Suasana GOR Futsal mulai riuh kembali seiring peluit wasit yang kembali melengking. Namun, percayalah di dadaku lebih gaduh, berkali-kali kusembunyikan tangan di balik tas dalam pangkuan. Khawatir getar-getar janggal itu merambat ke sana, lalu tertangkap netra Kak Dirga. Tuhan, aku ingin tetapi enggan. Ingin berbincang panjang lebar, tetapi enggan memulai percakapan. Gengsi lebih dominan membentengi hati.
“Purnamashika ...,” panggil Kak Dirga.
Deg!
Dia memanggil nama penaku. Aku masih meluruskan pandangan.
“Nama pena kamu, kan?” lanjutnya sambil menoleh padaku.
“Em, iya, Kak.” Aku pun menoleh sambil tersenyum canggung.
Dia terkekeh, lalu mengarahkan tatapan ke lapangan. Entah apa makna tawanya barusan, tetapi sungguh itu membuat serangan pertanyaan bermunculan.

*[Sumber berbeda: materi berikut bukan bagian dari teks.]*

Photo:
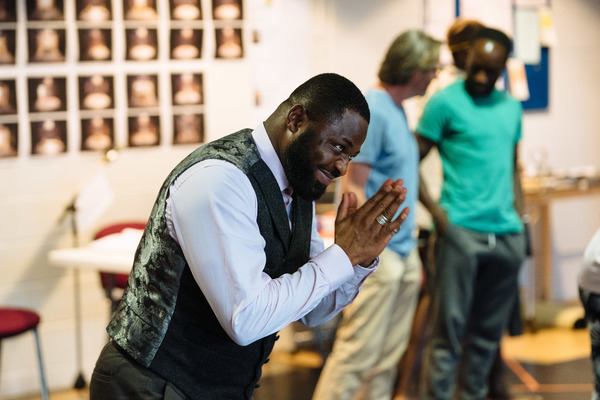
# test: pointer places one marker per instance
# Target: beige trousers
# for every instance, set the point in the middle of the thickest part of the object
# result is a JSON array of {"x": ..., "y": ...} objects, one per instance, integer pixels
[{"x": 373, "y": 333}]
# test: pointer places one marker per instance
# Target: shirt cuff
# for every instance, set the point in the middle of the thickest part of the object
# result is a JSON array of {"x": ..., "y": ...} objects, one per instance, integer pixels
[{"x": 334, "y": 265}]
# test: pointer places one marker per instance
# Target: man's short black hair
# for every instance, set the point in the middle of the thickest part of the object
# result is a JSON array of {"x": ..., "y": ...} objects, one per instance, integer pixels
[
  {"x": 495, "y": 35},
  {"x": 327, "y": 96}
]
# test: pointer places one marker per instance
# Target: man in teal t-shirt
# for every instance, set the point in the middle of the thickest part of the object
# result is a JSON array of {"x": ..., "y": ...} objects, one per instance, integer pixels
[{"x": 480, "y": 245}]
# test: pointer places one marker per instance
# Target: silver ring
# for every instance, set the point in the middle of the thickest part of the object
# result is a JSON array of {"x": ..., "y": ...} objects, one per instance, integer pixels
[{"x": 382, "y": 219}]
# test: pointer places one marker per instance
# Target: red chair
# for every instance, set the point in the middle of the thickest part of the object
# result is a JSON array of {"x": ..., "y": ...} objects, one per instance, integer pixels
[
  {"x": 13, "y": 322},
  {"x": 113, "y": 283}
]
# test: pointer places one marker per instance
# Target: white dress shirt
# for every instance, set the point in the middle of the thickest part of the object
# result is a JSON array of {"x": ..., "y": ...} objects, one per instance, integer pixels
[{"x": 211, "y": 212}]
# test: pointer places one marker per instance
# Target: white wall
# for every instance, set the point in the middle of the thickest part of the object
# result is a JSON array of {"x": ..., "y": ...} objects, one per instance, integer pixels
[{"x": 346, "y": 36}]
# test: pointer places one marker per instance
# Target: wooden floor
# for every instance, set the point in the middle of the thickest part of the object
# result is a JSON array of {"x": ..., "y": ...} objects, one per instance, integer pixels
[{"x": 549, "y": 364}]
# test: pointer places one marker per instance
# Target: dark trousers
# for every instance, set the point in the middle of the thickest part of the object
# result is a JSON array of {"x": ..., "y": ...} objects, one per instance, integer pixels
[
  {"x": 118, "y": 377},
  {"x": 591, "y": 305},
  {"x": 475, "y": 288}
]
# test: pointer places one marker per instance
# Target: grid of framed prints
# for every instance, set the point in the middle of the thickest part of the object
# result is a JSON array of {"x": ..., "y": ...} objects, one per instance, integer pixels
[{"x": 90, "y": 75}]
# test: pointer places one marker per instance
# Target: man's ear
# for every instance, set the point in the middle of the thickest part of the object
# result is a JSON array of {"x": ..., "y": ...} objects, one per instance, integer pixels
[{"x": 296, "y": 118}]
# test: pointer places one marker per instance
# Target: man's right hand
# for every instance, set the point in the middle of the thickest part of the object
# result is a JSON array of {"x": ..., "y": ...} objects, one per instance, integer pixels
[
  {"x": 364, "y": 232},
  {"x": 440, "y": 220}
]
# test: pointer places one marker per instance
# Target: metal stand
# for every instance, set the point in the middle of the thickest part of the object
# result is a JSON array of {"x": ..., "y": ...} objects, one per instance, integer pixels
[{"x": 80, "y": 381}]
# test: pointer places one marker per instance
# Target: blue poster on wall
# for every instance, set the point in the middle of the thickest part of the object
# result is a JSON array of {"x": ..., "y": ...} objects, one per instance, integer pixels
[{"x": 537, "y": 80}]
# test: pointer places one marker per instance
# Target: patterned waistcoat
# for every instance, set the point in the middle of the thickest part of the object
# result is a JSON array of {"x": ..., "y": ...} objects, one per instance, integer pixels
[{"x": 164, "y": 321}]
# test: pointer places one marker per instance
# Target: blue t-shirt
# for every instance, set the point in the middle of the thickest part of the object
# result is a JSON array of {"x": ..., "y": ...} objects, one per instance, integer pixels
[
  {"x": 476, "y": 139},
  {"x": 392, "y": 152}
]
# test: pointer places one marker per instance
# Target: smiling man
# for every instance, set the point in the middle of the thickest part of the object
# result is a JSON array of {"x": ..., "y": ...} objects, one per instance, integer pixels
[
  {"x": 480, "y": 244},
  {"x": 231, "y": 254}
]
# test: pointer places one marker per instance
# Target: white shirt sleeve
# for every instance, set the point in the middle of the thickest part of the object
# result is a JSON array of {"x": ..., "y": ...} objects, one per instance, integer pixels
[{"x": 212, "y": 213}]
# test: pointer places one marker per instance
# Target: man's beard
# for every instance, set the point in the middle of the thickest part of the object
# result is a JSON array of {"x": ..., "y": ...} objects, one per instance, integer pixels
[{"x": 299, "y": 171}]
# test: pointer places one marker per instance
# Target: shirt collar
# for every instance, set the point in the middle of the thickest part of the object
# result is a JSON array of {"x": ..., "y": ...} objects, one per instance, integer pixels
[{"x": 267, "y": 153}]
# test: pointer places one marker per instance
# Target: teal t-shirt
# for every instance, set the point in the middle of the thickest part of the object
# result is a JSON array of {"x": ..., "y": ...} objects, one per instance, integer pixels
[
  {"x": 392, "y": 152},
  {"x": 476, "y": 139}
]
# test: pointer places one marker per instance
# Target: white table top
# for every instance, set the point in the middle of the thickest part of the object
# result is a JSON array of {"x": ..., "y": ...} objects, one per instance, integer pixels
[{"x": 112, "y": 253}]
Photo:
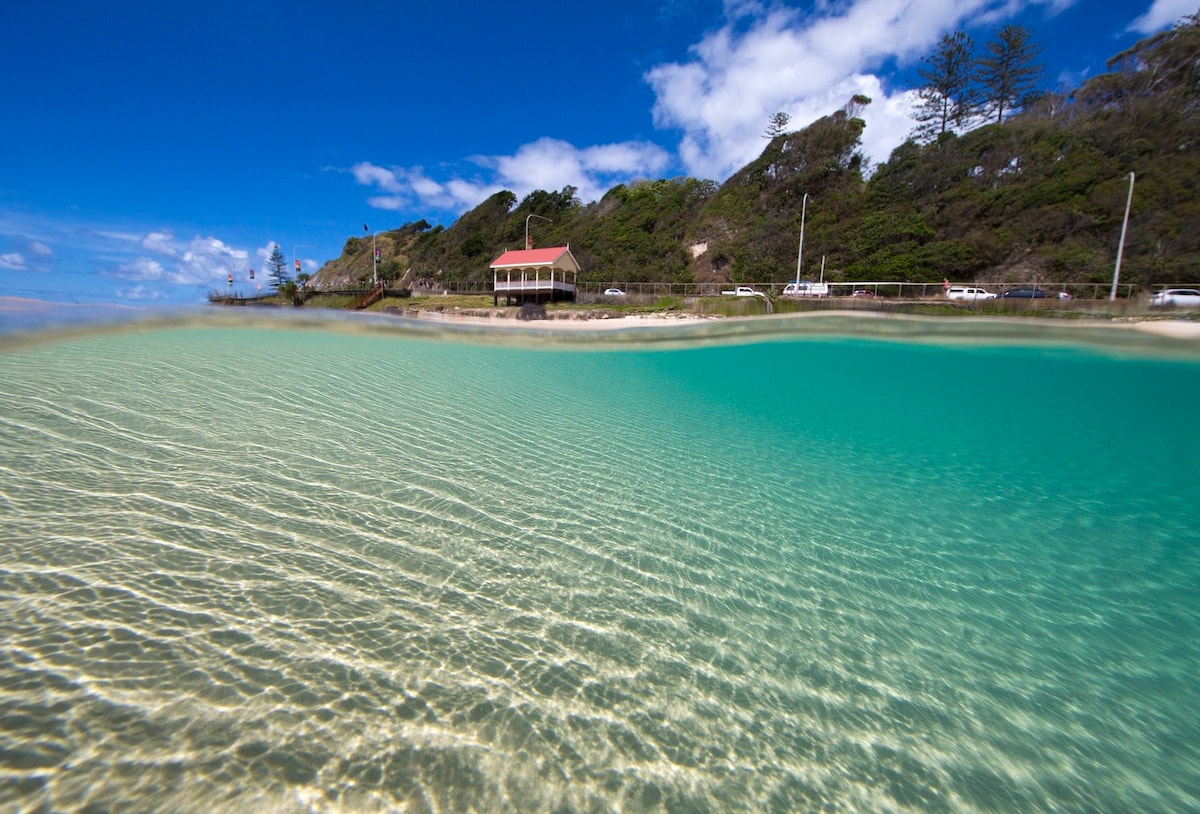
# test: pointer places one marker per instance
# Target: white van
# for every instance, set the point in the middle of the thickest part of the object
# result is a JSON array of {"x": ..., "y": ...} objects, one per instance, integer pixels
[
  {"x": 966, "y": 293},
  {"x": 805, "y": 288}
]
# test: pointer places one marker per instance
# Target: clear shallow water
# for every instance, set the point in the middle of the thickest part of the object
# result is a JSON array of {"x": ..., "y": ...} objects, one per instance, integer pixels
[{"x": 267, "y": 567}]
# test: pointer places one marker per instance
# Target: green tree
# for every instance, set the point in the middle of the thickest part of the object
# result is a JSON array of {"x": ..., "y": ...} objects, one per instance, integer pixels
[
  {"x": 1007, "y": 73},
  {"x": 777, "y": 126},
  {"x": 949, "y": 96},
  {"x": 277, "y": 264}
]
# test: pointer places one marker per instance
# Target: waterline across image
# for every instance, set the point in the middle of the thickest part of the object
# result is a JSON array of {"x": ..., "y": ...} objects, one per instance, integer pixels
[{"x": 881, "y": 564}]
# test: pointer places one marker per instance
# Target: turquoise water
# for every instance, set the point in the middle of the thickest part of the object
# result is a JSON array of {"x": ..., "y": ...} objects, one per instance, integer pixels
[{"x": 263, "y": 566}]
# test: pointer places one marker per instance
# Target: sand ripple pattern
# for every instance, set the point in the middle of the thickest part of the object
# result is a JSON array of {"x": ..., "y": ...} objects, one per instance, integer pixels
[{"x": 300, "y": 570}]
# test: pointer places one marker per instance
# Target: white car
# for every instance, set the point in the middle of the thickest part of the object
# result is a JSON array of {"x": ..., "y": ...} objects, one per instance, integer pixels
[
  {"x": 1182, "y": 298},
  {"x": 967, "y": 293}
]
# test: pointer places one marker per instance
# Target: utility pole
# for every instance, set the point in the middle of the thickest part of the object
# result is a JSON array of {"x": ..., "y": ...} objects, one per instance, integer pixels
[{"x": 1125, "y": 226}]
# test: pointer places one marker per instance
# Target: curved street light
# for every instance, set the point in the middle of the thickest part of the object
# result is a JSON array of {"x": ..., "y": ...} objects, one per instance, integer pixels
[
  {"x": 799, "y": 255},
  {"x": 1125, "y": 226}
]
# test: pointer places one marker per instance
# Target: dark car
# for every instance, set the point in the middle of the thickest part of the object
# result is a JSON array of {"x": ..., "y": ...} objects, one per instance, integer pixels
[{"x": 1024, "y": 294}]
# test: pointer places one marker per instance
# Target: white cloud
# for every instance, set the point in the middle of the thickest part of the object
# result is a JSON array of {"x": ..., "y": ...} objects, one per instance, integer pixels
[
  {"x": 13, "y": 262},
  {"x": 804, "y": 65},
  {"x": 160, "y": 243},
  {"x": 202, "y": 261},
  {"x": 1163, "y": 13},
  {"x": 142, "y": 293},
  {"x": 547, "y": 163},
  {"x": 142, "y": 268}
]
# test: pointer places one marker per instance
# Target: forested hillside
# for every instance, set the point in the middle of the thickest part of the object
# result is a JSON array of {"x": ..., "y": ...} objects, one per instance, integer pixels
[{"x": 1039, "y": 195}]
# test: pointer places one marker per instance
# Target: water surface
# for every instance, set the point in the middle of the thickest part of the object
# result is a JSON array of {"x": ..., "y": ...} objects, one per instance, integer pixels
[{"x": 258, "y": 564}]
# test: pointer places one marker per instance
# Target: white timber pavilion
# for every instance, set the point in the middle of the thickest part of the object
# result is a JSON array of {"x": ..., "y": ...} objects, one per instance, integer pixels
[{"x": 534, "y": 275}]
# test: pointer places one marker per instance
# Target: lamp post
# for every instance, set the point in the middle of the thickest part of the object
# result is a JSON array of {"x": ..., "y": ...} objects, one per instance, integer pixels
[
  {"x": 1125, "y": 225},
  {"x": 799, "y": 256},
  {"x": 375, "y": 262},
  {"x": 527, "y": 227},
  {"x": 295, "y": 255}
]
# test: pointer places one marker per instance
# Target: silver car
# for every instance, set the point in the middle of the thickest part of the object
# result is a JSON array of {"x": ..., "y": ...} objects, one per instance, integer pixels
[{"x": 1181, "y": 298}]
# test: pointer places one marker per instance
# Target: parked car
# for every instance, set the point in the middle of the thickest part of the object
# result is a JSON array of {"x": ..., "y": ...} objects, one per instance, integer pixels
[
  {"x": 969, "y": 293},
  {"x": 1024, "y": 293},
  {"x": 1180, "y": 298}
]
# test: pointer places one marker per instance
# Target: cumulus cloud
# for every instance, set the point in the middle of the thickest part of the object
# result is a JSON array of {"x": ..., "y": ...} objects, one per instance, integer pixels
[
  {"x": 13, "y": 262},
  {"x": 142, "y": 293},
  {"x": 547, "y": 163},
  {"x": 808, "y": 65},
  {"x": 1163, "y": 13},
  {"x": 198, "y": 262},
  {"x": 161, "y": 243}
]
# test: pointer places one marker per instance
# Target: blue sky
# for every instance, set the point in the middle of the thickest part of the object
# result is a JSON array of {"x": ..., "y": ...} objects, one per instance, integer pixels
[{"x": 150, "y": 149}]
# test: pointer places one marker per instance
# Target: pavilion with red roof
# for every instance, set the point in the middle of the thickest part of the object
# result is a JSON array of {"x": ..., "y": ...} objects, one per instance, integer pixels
[{"x": 534, "y": 275}]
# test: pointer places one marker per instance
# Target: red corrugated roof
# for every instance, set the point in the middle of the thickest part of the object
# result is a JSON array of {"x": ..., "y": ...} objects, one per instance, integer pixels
[{"x": 529, "y": 257}]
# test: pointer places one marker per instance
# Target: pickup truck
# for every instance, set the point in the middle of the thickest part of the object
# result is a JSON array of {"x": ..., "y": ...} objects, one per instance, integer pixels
[{"x": 805, "y": 288}]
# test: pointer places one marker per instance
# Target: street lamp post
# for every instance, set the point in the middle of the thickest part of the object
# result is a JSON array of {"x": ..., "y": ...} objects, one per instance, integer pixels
[
  {"x": 799, "y": 256},
  {"x": 295, "y": 255},
  {"x": 527, "y": 226},
  {"x": 1125, "y": 225},
  {"x": 375, "y": 262}
]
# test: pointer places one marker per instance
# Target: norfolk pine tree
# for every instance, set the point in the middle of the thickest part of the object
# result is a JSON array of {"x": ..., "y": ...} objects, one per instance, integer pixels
[
  {"x": 1008, "y": 73},
  {"x": 277, "y": 264},
  {"x": 778, "y": 125},
  {"x": 948, "y": 99}
]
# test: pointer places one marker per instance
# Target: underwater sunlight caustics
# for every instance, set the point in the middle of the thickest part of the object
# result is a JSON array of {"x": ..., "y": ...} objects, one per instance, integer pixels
[{"x": 279, "y": 566}]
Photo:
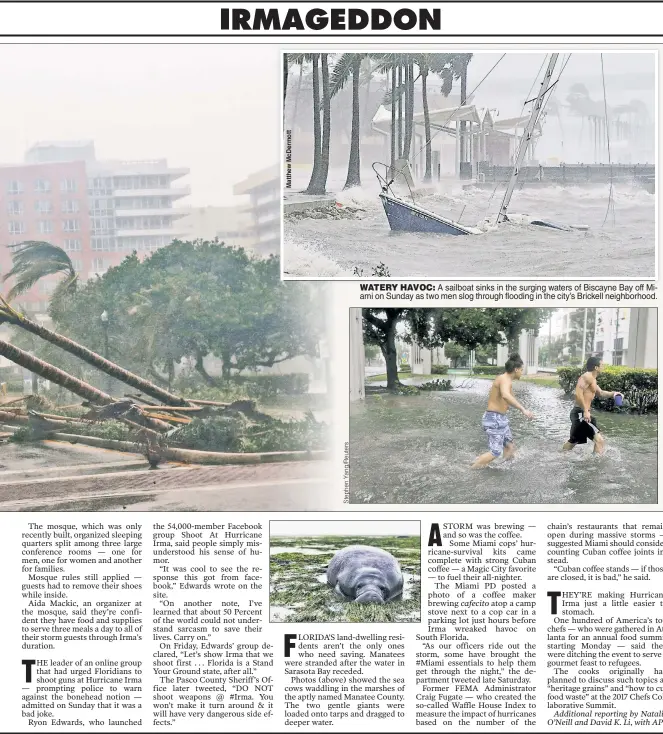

“Pantesan, pas depan perpustakaan itu, kamu bengong kayak pengin nyampein sesuatu,” katanya tanpa mengalihkan pandangan, “ternyata kita udah sering berinteraksi di dunia maya.”
Aku tak berkomentar, hanya menyunggingkan senyum. Andai dia tahu apa yang kurasakan saat itu, ah lebih baik jangan.
“Pas baca puisi di kertas yang kemarin itu. Aku kayak kenal banget gaya tulisannya.” Dia mengambil ponsel dari saku celananya, “Sebenernya waktu temanku manggil itu, pas mau mastiin ke IG kamu, ini kan?” Dia menunjukkan layar ponselnya yang menampakkan profil Instagramku.
“Kalo kakak udah tahu, aku yang malu duluan.” Akhirnya kuberanikan membuka suara, enggan seakan terlihat kurang antusias dengan percakapan ini.
“Ngapain malu, kalemlah. Oya, puisi sama cara pembacaannya bagus, loh. Aku berasa gak nyangka aja, ternyata orang di balik akun itu adik kelasku sendiri.”
“Tapi aku udah tahu Kak Dirga sejak Kakak masih siswa SMA Laksamana Tirta.”
“Yaampun, maaf ya. Aku gak merhatiin hal-hal sedetail itu, asli.” Dia mengatupkan tangan.
“By the way, sejak kapan kamu suka nulis puisi?”
Sejak mengenal kak Dirga.
Mana mungkin kusebutkan jawaban sebenarnya, kan? Aku meremas jemari. Berpura-pura fokus ke lapangan.
“Purnama?”
Kenapa dia suka memanggilku seperti itu, hm. Dia, kan, sudah tahu nama asliku. Ada sedikit kesal yang sulit disangkal.
“Sejak suatu hari, hari yang gak bisa aku lupain.”
Dia tersenyum, lagi-lagi senyuman itu yang membuat netraku tertawan. Sadar Kencana, jangan ulangi kebodohan hari kemarin. Aku mengerjap, lalu balas tersenyum.
“Ada berita apa hari itu, Den Sastro?”